AUTOBIOGRAFÍA - Una calle cualquiera
(foto: Á. Salces)
Siento que el verano es una perspectiva, algo más que una estación del año o algunos días agrupados en los calendarios. Algo más que un calor sofocante que se pega en las aceras: una perspectiva y un puñado de recuerdos. Siempre el verano es una proyección de lo que vendrá, de lo que queda por hacer en un tiempo escaso, fugaz e irrecuperable de la vida. Un atardecer en una calle cualquiera de mi barrio, por ejemplo.

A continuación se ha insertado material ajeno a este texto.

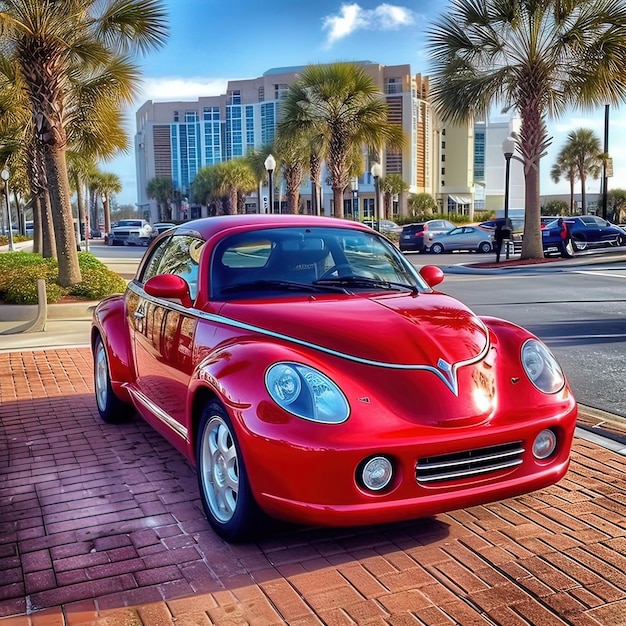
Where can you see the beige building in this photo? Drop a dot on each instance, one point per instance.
(175, 139)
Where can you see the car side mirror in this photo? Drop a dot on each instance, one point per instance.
(169, 287)
(432, 274)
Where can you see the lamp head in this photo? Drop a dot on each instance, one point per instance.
(508, 147)
(270, 163)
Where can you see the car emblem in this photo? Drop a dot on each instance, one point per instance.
(448, 374)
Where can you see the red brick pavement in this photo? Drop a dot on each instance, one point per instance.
(102, 524)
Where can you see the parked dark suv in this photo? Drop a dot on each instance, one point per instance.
(416, 237)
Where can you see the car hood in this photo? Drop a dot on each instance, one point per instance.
(402, 330)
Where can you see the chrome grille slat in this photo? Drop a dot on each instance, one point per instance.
(469, 463)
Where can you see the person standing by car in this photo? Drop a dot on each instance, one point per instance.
(504, 228)
(565, 246)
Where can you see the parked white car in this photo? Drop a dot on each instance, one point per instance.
(130, 233)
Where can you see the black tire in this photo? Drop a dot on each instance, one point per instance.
(112, 410)
(225, 490)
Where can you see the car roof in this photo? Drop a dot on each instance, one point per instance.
(207, 227)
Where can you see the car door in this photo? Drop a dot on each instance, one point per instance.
(163, 334)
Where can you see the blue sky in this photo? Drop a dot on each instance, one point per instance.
(212, 41)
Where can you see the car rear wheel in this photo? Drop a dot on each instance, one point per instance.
(224, 488)
(112, 410)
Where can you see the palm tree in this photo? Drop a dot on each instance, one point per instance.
(585, 153)
(160, 189)
(341, 103)
(53, 43)
(109, 184)
(565, 167)
(292, 159)
(539, 58)
(391, 185)
(235, 178)
(256, 161)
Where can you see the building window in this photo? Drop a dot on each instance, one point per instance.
(393, 85)
(280, 91)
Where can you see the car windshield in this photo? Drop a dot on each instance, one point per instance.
(287, 261)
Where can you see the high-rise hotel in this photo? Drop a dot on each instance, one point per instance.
(175, 139)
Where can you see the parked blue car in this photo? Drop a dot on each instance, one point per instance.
(584, 231)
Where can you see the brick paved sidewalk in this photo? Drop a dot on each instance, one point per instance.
(102, 524)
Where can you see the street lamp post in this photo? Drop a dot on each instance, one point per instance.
(376, 171)
(354, 185)
(508, 147)
(5, 177)
(270, 166)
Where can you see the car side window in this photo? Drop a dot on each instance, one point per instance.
(178, 255)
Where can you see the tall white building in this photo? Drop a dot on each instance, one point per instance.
(175, 139)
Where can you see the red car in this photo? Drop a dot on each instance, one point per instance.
(313, 375)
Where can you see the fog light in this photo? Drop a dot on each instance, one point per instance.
(377, 473)
(544, 445)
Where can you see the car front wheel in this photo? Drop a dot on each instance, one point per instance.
(224, 488)
(112, 410)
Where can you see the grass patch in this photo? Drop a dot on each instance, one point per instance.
(19, 272)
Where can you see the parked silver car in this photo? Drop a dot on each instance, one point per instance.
(470, 238)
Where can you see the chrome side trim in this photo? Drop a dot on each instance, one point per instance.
(159, 413)
(448, 373)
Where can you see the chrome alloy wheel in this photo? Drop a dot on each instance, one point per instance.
(220, 469)
(101, 376)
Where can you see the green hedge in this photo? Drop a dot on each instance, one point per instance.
(19, 272)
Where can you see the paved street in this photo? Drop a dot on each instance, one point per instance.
(102, 524)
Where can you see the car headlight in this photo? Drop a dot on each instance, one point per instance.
(306, 393)
(541, 367)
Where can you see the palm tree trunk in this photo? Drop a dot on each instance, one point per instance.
(338, 201)
(48, 246)
(583, 193)
(56, 171)
(37, 230)
(532, 245)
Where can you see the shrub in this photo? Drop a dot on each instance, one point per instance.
(23, 286)
(97, 283)
(19, 272)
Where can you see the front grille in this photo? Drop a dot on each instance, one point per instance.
(469, 463)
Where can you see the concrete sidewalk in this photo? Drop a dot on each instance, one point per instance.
(102, 525)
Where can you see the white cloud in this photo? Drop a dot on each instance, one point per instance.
(353, 17)
(175, 88)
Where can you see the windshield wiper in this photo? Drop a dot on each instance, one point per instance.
(364, 281)
(282, 284)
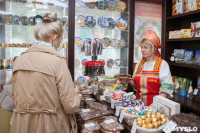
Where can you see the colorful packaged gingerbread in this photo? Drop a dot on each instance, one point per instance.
(189, 5)
(177, 7)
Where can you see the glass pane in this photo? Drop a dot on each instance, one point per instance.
(17, 23)
(147, 17)
(101, 23)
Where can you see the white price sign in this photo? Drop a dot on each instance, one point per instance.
(121, 116)
(195, 92)
(169, 127)
(112, 104)
(117, 111)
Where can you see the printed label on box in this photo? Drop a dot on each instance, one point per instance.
(109, 121)
(89, 125)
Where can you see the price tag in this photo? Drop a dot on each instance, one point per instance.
(102, 98)
(121, 116)
(106, 90)
(112, 104)
(101, 79)
(195, 92)
(86, 110)
(89, 125)
(109, 121)
(169, 127)
(117, 111)
(133, 130)
(88, 99)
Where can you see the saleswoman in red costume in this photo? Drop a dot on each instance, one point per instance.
(152, 75)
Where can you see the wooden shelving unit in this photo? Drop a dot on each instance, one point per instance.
(191, 71)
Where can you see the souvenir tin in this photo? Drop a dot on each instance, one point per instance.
(24, 20)
(65, 21)
(121, 23)
(111, 23)
(118, 62)
(102, 60)
(11, 61)
(80, 3)
(32, 20)
(84, 60)
(106, 42)
(121, 43)
(88, 46)
(81, 20)
(91, 5)
(81, 79)
(102, 22)
(110, 63)
(78, 41)
(121, 6)
(16, 19)
(101, 5)
(38, 19)
(112, 5)
(114, 43)
(8, 19)
(5, 63)
(90, 21)
(77, 63)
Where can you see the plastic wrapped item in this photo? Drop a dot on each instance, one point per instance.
(186, 120)
(111, 125)
(91, 126)
(95, 114)
(105, 131)
(98, 106)
(87, 92)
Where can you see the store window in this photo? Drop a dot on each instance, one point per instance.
(147, 17)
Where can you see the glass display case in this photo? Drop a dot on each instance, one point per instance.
(17, 22)
(101, 34)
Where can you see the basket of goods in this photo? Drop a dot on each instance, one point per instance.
(186, 120)
(150, 123)
(98, 106)
(129, 101)
(111, 126)
(94, 114)
(117, 76)
(130, 114)
(91, 126)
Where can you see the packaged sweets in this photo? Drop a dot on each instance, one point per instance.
(111, 125)
(91, 126)
(195, 29)
(185, 33)
(189, 5)
(177, 7)
(98, 106)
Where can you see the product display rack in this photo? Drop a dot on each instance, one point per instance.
(177, 22)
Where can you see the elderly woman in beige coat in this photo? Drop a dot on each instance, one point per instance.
(43, 92)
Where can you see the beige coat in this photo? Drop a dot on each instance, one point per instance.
(43, 93)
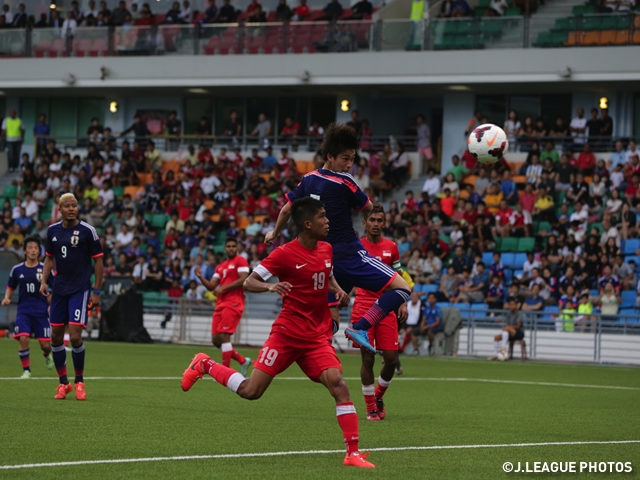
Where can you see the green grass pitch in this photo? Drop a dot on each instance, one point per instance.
(427, 406)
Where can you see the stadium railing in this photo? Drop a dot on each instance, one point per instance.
(166, 143)
(549, 334)
(509, 31)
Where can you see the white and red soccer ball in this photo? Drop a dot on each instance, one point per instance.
(488, 143)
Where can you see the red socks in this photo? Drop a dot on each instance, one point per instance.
(223, 375)
(348, 421)
(382, 387)
(228, 353)
(369, 397)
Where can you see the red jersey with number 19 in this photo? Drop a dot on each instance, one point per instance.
(305, 314)
(228, 272)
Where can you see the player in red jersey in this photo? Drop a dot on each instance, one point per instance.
(384, 334)
(227, 285)
(302, 331)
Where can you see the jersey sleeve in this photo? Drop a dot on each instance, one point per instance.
(95, 248)
(298, 192)
(216, 273)
(395, 257)
(242, 266)
(272, 265)
(48, 249)
(13, 281)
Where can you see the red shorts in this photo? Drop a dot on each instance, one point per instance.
(313, 358)
(383, 336)
(225, 319)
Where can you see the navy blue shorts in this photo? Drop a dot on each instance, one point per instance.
(69, 309)
(26, 324)
(360, 270)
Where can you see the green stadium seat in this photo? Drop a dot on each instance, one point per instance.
(609, 23)
(591, 23)
(160, 220)
(526, 244)
(623, 22)
(465, 27)
(10, 191)
(509, 244)
(558, 39)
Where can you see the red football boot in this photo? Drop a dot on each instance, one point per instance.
(194, 372)
(62, 390)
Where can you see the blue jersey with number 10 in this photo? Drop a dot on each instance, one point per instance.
(30, 300)
(341, 195)
(73, 250)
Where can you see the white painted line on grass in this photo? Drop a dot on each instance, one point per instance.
(306, 452)
(396, 379)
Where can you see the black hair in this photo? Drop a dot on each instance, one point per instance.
(338, 138)
(29, 239)
(305, 209)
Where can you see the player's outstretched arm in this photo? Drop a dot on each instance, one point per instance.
(283, 218)
(7, 297)
(341, 295)
(208, 284)
(48, 266)
(255, 284)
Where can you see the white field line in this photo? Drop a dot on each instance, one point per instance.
(397, 379)
(305, 452)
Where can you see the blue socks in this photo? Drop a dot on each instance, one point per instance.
(388, 302)
(60, 361)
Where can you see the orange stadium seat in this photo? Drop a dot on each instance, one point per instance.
(132, 190)
(591, 38)
(608, 37)
(622, 37)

Mucho más allá de los inviernos, cada vez más cálidos, insospechadamente, el verano parece el brocal de un pozo al que te asomas sin ver el fondo, aunque sabes que su profundidad es limitada. Y entonces comienzan los proyectos: las lecturas pendientes, la novela que nunca terminas de escribir, el viaje que pasa como un sueño, las noches en las que los balcones de tu casa se abren al silencio de las calles adoquinadas mientras suena algo de música de fondo. Se devoran los días caniculares con la indiferencia con que los calendarios te devuelven las cifras que van desapareciendo sin decir adiós, es una despedida a la francesa; lo llamamos así nosotros, que representamos el arte de la buena educación.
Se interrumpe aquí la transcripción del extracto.